The author focuses most on Laura’s story as a victim of violence and the detective plotline. The tyrant’s personality is sketched more schematically, but this outline provides insight into Hugo Fletcher’s development, his perception of the world, and the danger he poses to others. The Fletcher family history aligns with the idea that every crime has two victims: the victim and the criminal. This applies most to the moral or even spiritual aspect. Committing a crime is a crime against one’s own personality and its potential growth. In Hugo Fletcher’s case, we can add a legal aspect. In his parental family, the "tradition" of seducing children and incestuous relationships was maintained. The parents’ actions occurred without violence; the children accepted it as normal. The adult Fletcher is utterly amoral by societal standards. For him, everything he does is moral (and justified). Relationships considered normal don’t exist for him. In adulthood, he seeks to recreate the psychological comfort of his past. Thus, his partners must resemble his mother. The sexual technique must recreate incest. Discovering that his wife’s hair isn’t red triggers an emotional outburst. Later, he demands she wear a red wig. His refusal to acknowledge reality manifests in a desire for purity (in both senses) and demands for purity from his victim. In demands for honesty and accusations of lying over trivial matters. In considering himself a normal and moral person.

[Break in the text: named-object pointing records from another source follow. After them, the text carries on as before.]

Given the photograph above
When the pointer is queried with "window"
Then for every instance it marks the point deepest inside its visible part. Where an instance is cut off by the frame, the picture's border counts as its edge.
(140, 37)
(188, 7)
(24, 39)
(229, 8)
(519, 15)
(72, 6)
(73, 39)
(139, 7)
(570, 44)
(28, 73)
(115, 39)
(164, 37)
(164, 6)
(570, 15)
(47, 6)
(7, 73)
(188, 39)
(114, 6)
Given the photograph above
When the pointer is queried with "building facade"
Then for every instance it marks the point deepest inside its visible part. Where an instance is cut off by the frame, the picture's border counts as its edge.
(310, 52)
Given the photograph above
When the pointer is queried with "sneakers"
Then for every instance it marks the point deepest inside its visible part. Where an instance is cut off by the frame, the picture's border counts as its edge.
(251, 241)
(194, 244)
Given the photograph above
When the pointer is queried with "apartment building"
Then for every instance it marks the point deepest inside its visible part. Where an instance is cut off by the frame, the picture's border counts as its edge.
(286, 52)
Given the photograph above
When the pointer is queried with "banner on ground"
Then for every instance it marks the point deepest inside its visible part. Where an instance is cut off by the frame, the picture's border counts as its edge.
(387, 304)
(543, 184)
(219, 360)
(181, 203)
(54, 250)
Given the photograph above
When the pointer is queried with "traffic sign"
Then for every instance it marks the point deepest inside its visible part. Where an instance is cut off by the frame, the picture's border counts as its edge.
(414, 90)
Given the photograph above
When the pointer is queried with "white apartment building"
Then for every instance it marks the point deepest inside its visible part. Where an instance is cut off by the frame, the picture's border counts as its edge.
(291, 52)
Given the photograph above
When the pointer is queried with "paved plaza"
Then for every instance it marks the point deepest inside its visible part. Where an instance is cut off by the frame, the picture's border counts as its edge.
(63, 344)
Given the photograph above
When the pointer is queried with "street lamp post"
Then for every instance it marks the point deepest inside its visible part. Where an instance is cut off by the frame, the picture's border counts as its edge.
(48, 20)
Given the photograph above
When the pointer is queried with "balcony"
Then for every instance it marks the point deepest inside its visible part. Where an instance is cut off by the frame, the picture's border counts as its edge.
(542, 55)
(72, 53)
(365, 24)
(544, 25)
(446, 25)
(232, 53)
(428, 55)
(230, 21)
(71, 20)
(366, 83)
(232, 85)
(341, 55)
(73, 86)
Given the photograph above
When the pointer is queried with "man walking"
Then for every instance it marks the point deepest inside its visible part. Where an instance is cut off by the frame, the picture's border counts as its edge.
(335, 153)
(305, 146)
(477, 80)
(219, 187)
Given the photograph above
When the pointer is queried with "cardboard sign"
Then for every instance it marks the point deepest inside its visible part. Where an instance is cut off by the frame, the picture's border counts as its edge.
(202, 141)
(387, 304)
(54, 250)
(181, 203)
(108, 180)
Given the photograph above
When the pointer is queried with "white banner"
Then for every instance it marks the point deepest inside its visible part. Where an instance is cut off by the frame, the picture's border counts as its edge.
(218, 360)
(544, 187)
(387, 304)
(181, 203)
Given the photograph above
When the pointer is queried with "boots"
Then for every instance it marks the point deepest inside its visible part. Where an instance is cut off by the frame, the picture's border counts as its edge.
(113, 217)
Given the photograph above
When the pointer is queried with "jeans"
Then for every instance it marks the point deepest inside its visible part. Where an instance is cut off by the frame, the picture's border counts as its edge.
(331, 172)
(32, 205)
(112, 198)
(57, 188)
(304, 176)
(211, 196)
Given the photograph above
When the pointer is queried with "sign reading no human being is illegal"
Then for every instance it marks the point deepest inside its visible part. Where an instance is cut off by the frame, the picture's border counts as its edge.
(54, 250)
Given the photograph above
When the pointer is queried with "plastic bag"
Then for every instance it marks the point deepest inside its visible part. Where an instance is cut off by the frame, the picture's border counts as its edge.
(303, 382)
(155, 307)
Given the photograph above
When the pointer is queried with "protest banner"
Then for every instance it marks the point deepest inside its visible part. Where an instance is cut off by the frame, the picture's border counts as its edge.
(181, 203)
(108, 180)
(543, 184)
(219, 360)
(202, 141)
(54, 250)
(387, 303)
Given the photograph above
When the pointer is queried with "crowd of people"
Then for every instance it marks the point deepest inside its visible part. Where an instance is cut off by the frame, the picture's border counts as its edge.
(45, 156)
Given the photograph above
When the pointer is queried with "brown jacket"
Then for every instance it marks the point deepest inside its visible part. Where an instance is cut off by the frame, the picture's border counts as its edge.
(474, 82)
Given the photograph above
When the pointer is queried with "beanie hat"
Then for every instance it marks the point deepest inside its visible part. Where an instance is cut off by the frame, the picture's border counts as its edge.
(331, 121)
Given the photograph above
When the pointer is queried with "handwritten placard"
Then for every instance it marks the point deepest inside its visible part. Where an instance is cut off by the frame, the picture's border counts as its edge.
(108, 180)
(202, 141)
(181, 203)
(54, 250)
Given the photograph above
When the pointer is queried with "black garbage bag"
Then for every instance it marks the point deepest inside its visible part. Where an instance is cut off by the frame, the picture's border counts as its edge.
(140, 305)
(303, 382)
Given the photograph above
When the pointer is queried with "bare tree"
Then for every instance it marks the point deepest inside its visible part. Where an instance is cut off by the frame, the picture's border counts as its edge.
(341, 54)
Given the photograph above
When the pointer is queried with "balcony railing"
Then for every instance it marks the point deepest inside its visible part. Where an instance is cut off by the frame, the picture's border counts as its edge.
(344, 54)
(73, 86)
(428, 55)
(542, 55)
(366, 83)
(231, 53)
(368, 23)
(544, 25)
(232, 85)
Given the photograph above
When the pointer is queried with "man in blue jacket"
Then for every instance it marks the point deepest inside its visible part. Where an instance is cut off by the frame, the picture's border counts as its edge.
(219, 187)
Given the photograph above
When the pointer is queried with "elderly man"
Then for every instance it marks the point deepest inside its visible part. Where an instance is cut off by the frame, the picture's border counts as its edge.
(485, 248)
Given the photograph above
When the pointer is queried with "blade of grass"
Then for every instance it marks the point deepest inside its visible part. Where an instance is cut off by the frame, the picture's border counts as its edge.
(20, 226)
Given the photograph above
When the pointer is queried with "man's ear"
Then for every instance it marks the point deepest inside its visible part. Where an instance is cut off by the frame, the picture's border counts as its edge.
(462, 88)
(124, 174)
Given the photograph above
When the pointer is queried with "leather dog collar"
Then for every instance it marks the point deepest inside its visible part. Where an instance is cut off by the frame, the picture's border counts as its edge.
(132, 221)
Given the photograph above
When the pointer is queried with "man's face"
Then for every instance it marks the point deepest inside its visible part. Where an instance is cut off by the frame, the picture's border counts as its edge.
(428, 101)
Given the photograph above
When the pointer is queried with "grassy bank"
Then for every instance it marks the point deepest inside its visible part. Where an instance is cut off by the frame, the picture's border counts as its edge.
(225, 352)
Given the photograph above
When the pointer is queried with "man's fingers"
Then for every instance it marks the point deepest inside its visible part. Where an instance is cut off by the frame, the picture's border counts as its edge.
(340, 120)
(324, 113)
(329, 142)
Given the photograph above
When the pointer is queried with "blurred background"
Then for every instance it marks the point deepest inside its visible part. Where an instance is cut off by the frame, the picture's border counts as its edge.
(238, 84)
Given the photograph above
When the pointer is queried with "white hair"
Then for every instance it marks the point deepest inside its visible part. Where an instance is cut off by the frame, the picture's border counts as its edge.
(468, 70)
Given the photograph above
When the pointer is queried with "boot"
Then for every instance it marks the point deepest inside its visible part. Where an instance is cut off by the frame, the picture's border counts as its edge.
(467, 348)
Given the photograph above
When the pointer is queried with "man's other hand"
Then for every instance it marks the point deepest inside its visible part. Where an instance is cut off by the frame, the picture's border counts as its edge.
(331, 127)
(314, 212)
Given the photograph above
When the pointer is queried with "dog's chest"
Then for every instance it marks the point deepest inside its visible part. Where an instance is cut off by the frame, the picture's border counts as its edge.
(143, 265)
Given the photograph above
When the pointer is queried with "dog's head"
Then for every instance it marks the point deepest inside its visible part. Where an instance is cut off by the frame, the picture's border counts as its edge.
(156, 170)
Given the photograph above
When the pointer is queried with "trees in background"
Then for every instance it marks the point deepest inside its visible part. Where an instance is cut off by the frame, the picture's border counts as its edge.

Like every manipulator, Hugo Fletcher senses who might be his victim. Fletcher has this sensitivity too. He selects his victims from a specific group. The foundation is his hunting ground. A characteristic trait of criminals is their development. Thus, it’s crucial to recognize and stop criminal activity as early as possible. Also, to ensure they face adequate punishment. Nothing and no one ever hindered Hugo Fletcher’s development into a perverted and criminal individual. The author demonstrates the range of Fletcher’s actions beyond morality and the law—from paying off the girls he used as substitutes for his mother to their murders.
The book doesn’t end with a happy ending of wedding bells. Laura’s punishment for the murder is impunity and the impossibility of a loving relationship. A mutual feeling begins to develop between her and the detective, Tom. He says she did the right thing and has already served her "ten years of torment." But he’s a police officer. No matter what he feels for Laura, he can never accept murder. Perhaps the novel answers the reader’s question of how people allow themselves to be treated this way. Yet it leaves others unanswered: about our readiness to believe the victim and not judge her. About justifying taking the law into one’s own hands. About whether murder can be a preventive measure. About how to live on.